2. Calculate the number of moles of [tex]\(C_2H_5OH\)[/tex] produced:
- Using the formula:
[tex]\[ \text{Number of moles} = \frac{\text{mass}}{\text{molar mass}} \][/tex]
- Inserting the values:
[tex]\[ \text{Number of moles of } C_2H_5OH = \frac{2.00 \, \text{g}}{46.07 \, \text{g/mol}} \approx 0.04341 \, \text{moles} \][/tex]
3. Determine the moles of [tex]\(CO_2\)[/tex] produced:
- According to the balanced chemical equation, 1 mole of [tex]\(C_2H_5OH\)[/tex] produces 1 mole of [tex]\(CO_2\)[/tex].

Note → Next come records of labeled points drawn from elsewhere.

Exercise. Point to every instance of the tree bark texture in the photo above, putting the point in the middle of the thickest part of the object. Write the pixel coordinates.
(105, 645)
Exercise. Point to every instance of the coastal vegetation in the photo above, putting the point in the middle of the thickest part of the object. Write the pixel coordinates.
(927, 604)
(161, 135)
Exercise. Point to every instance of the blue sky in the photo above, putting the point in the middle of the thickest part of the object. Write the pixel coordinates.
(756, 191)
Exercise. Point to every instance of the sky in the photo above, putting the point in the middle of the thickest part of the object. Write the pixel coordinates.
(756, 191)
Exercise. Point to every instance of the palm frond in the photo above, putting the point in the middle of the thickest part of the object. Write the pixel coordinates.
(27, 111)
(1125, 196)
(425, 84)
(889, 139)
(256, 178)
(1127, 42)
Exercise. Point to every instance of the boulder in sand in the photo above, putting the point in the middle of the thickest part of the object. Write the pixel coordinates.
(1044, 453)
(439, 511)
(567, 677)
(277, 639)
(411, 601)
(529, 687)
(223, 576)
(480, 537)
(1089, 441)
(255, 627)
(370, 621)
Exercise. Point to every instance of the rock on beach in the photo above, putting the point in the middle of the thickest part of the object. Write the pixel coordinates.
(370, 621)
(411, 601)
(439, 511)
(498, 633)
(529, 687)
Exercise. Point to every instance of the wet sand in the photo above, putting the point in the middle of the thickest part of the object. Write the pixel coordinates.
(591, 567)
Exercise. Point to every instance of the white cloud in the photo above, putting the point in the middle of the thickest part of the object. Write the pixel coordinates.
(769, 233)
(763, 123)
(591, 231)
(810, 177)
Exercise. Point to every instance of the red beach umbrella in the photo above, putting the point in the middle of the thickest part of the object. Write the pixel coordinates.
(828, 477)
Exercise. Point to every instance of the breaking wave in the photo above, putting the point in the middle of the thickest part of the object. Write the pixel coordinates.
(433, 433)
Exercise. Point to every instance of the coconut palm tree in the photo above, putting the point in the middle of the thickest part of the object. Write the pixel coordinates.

- Therefore, the number of moles of [tex]\(CO_2\)[/tex] produced is the same as the number of moles of [tex]\(C_2H_5OH\)[/tex] produced.
[tex]\[ \text{Number of moles of } CO_2 = 0.04341 \, \text{moles} \][/tex]
4. Calculate the number of molecules of [tex]\(CO_2\)[/tex] produced:
- Using Avogadro’s number, which is approximately [tex]\(6.022 \times 10^{23}\)[/tex] molecules/mol.
- The formula to calculate the number of molecules is:
[tex]\[ \text{Number of molecules} = \text{Number of moles} \times \text{Avogadro's number} \][/tex]
Substituting the values:
[tex]\[ \text{Number of molecules of } CO_2 = 0.04341 \, \text{moles} \times 6.022 \times 10^{23} \, \text{molecules/mol} \approx 2.614 \times 10^{22} \, \text{molecules} \][/tex]
Therefore, the number of molecules of [tex]\(CO_2\)[/tex] formed when 2.00 g of [tex]\(C_2H_5OH\)[/tex] are produced is approximately [tex]\(2.614 \times 10^{22}\)[/tex] molecules.